To be sure, no one can rule out the possibility that Iraqis will pull together to overcome disputes that for years have appeared insoluble. It is even conceivable that Iraq could become a beacon for democracy in a Persian Gulf region now ruled by a clerical regime in Iran and near-absolute monarchies in the Arab states.
Ahmed Chalabi, the Shiite politician who helped persuade the Bush administration to invade Iraq in 2003, on Friday welcomed the end of the U.S. presence, calling the U.S. decision to stop talking about staying “a very wise move.” He portrayed the reality check Iraq is about to face as a positive development.
But if things go badly, Iraq could come apart in ways that are sure to involve Turkey, Iran and Saudi Arabia. All are major players in the region, all are neighbors of Iraq, and all have ethnic, sectarian, cultural or political ties to substantial elements of the population inside Iraq’s multi-ethnic state.
An unfortunate turn of events also would affect the supply of oil from Iraq, which has enormous potential as a major player in the energy market, as well as Saudi Arabia and Iran, the first and second biggest producers.
For the United States, Saudi Arabia and Israel, the biggest threat to Iraq comes from Iran. The giant Shiite Muslim nation, which uses its clout regularly with the friendly Shiite-led government in Baghdad, sustained hundreds of thousands of casualties in its eight-year conflict with Saddam’s Iraq. No one can deny that Iran has a legitimate interest in Iraq being a good neighbor.

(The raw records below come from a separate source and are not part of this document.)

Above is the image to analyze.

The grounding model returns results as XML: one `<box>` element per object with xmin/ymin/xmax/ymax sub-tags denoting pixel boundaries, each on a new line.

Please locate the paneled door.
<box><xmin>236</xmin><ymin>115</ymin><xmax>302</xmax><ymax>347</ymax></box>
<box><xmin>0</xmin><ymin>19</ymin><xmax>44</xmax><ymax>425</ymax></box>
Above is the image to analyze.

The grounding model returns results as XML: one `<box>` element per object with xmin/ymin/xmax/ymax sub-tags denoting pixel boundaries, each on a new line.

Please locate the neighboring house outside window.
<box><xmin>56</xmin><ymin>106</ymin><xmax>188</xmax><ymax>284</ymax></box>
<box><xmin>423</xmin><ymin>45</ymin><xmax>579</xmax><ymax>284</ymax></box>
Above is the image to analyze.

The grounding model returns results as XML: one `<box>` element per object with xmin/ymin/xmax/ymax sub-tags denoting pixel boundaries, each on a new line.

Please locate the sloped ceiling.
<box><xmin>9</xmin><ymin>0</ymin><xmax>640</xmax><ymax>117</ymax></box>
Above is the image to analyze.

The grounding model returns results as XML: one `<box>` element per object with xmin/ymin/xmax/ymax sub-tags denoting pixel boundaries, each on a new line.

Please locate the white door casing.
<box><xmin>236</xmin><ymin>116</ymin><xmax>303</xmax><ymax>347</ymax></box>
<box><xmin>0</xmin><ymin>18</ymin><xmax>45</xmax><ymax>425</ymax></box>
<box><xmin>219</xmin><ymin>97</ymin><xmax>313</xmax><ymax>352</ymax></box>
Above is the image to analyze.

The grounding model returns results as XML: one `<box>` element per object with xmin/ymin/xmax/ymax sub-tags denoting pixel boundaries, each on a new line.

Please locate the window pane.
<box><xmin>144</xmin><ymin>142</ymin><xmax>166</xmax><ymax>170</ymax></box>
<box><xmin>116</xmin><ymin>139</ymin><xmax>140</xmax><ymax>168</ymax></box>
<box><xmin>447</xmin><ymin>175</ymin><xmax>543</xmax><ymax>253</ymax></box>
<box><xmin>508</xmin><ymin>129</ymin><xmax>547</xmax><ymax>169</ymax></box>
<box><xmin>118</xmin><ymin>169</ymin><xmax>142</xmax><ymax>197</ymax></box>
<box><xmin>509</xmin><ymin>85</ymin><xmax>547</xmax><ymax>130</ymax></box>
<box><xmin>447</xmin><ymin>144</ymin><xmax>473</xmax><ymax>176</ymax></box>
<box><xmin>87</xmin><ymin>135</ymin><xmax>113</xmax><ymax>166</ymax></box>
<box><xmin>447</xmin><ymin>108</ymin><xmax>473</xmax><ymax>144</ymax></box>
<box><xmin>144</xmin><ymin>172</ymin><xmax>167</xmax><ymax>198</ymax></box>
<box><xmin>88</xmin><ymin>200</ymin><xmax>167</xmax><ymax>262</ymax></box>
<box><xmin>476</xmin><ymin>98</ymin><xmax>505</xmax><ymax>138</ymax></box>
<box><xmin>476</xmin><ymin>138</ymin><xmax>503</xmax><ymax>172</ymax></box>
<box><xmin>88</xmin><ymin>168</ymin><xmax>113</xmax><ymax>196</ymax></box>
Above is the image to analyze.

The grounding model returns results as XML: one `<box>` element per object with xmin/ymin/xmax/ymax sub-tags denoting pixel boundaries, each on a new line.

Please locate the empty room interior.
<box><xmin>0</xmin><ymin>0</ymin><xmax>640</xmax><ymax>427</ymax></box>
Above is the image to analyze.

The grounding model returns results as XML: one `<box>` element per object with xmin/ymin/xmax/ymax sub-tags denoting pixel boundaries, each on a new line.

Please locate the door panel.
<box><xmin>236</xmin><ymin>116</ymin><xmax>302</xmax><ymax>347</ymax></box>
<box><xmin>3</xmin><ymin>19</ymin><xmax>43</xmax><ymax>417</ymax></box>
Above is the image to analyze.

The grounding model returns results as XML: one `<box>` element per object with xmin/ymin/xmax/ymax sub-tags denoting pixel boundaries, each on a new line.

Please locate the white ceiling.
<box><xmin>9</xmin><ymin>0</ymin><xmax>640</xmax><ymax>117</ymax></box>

But heavy Iranian involvement in Iraq’s elections and the formation of its present government, its reputed arming of extremist Shiite militias in southern Iraq and Iran’s insistence that Iraq’s foreign policy bend to its wishes have aroused anxiety among practically everyone else in the region.
To Iraq’s north, the continuing pro-democracy revolt in Syria presents an unsettling scenario. Iran, a close ally of Syrian President Bashar Assad, wants Iraq to support Assad, a member of the Alawite sect, which is related to Shiite Islam.
But Sunni-dominated Saudi Arabia wants Assad overthrown and would be happy to see majority rule by Syria’s long repressed Sunni population.
If the current unrest to the north evolves into full civil war, weapons will no doubt flow to either side through Iraq, and might easily revive sectarian war here.